About 60 expert professors have been drawn from different fields to take the students through the paces and groom them to work in top corporate firms. Economics, technology management and the ethics of economics are some of the subjects in the curriculum.

German business seizes initiative

The progress of the ESMT will be viewed with interest by state universities and education ministries in Germany.

German business has often been critical of state-sponsored schools and universities, deeming them too theoretical, bureaucratic and complaining that the academic education is drawn-out and outdated.

Education in Germany at a state-sponsored university is largely free with no steep tuition fees such as in America or the UK.

The question of whether students should pay for their education at universities is a ongoing debate in Germany, with several federal states finding it increasingly difficult to finance the institutions and teaching personnel from state coffers alone.

A rash of private educational institutions have sprung up in Germany in recent years, though almost all of them have strained to continue financing their courses and have often charged high fees to keep afloat.

German companies have often shown themselves to be reluctant to invest large sums of money in their own projects and the present initiative marks the first time that a elite school funded entirely by private money has been set up by German business.

School an honour for Berlin

The establishment of the school is being seen as a coup for the German capital.

After a meeting with the project co-ordinator of the ESMT and Chief of the Supervisory Board of ThyssenKrupp, Gerhard Cromme, German Chancellor Gerhard Schröder said on Wednesday that he wholeheartedly supported the initiative of German business.

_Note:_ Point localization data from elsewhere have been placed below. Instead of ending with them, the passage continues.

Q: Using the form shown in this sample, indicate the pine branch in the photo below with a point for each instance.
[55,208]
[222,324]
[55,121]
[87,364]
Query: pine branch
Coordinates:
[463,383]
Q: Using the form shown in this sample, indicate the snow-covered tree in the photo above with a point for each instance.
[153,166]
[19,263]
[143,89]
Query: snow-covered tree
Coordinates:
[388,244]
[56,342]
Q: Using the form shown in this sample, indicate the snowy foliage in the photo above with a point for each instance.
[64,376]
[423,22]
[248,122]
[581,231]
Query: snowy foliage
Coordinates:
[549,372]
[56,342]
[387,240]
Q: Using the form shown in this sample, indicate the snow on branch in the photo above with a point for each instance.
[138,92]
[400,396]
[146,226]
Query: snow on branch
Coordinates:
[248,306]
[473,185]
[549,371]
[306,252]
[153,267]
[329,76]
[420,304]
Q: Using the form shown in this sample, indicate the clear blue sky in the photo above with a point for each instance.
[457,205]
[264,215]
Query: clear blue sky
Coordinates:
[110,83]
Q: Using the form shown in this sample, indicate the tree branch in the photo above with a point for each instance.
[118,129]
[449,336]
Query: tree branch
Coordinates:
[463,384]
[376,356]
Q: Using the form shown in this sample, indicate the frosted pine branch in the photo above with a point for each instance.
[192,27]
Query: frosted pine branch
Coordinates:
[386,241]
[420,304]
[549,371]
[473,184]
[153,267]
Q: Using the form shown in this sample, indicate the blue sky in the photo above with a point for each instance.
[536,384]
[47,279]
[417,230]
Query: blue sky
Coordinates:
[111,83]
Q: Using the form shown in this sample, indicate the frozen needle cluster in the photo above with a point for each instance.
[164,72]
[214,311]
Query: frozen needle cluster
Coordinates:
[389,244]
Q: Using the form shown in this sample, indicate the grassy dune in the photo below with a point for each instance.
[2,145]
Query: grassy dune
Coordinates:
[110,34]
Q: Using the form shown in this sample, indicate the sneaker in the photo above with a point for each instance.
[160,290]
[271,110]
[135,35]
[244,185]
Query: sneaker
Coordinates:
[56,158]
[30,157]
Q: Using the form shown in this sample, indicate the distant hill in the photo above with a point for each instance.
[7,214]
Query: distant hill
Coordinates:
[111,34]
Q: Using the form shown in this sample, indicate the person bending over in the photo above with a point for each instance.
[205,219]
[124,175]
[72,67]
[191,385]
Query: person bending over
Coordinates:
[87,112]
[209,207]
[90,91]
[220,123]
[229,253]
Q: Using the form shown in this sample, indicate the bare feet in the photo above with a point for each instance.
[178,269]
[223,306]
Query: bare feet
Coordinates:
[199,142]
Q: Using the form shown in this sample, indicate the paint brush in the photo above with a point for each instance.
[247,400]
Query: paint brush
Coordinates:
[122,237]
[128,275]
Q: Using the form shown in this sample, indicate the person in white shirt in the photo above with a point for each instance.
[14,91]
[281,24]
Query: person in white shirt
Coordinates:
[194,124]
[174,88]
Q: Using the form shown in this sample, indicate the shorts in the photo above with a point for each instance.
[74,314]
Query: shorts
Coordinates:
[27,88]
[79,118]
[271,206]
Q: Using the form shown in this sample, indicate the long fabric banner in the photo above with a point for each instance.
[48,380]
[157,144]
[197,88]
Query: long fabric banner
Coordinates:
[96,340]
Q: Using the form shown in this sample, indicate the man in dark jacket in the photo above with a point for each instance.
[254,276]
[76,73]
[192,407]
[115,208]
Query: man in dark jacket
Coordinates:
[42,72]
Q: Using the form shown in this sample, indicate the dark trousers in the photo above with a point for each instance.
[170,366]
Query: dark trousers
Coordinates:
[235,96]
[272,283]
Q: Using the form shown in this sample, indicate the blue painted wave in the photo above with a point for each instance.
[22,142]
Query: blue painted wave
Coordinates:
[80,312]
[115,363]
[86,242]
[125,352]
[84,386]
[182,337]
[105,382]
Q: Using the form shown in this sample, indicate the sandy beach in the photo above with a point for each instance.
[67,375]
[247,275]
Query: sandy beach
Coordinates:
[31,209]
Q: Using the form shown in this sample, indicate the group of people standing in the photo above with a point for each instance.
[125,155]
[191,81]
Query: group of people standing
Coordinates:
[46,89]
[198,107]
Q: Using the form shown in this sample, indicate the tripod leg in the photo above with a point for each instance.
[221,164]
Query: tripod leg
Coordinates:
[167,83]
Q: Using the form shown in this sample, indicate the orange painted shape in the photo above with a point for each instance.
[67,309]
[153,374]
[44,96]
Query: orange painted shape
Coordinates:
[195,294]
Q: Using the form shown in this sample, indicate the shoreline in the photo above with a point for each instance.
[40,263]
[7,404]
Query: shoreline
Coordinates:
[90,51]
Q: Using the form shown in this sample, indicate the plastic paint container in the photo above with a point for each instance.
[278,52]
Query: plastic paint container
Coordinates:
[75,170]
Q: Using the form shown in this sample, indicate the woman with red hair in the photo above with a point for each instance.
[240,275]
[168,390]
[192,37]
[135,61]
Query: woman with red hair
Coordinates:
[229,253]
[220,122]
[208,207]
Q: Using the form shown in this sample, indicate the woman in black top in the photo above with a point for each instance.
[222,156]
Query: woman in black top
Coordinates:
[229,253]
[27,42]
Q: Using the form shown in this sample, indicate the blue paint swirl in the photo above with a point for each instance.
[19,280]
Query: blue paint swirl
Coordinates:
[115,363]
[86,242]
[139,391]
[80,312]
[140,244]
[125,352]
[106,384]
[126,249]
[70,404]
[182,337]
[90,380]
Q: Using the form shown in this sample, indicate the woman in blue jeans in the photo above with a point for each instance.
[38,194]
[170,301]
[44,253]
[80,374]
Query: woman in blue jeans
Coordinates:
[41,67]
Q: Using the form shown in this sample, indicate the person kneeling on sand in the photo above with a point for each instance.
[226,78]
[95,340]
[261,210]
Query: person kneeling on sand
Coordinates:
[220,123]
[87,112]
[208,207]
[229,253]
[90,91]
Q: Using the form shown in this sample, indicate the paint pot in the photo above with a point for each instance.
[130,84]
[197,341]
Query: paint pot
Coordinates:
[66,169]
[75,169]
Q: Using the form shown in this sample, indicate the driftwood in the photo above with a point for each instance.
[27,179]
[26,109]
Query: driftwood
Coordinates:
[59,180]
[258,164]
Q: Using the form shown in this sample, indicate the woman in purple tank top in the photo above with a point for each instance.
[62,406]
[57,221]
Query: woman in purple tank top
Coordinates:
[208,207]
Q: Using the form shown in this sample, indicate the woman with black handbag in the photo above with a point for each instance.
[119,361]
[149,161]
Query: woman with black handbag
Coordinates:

He told a press conference that that the ESMT is an important step to further strengthen Berlin’s excellent position as a hub of knowledge and science.

Berlin wins over Munich

The ESMT will move into the former State Council building in the "Mitte" district in the heart of Berlin on the historical Schloss square.

The choice of building as well as city to house the ESMT has been a hotly-contested affair for months.

Bavaria’s State Premier and Schröder’s opponent in the upcoming elections, Edmund Stoiber, was reported to have set his sights on getting the prestigious project to Bavaria. With Berlin announced as the clear winner, Munich is to be placated with a "ESMT Competence Centre".

The former State Council Building, a relic of the German Democratic Republic is viewed by the business bosses as a representative location for the school as it is right in the heart of the German capital.

After much lobbying and wrangling, the Federal government has given the building to the state of Berlin in return for other property equal in value.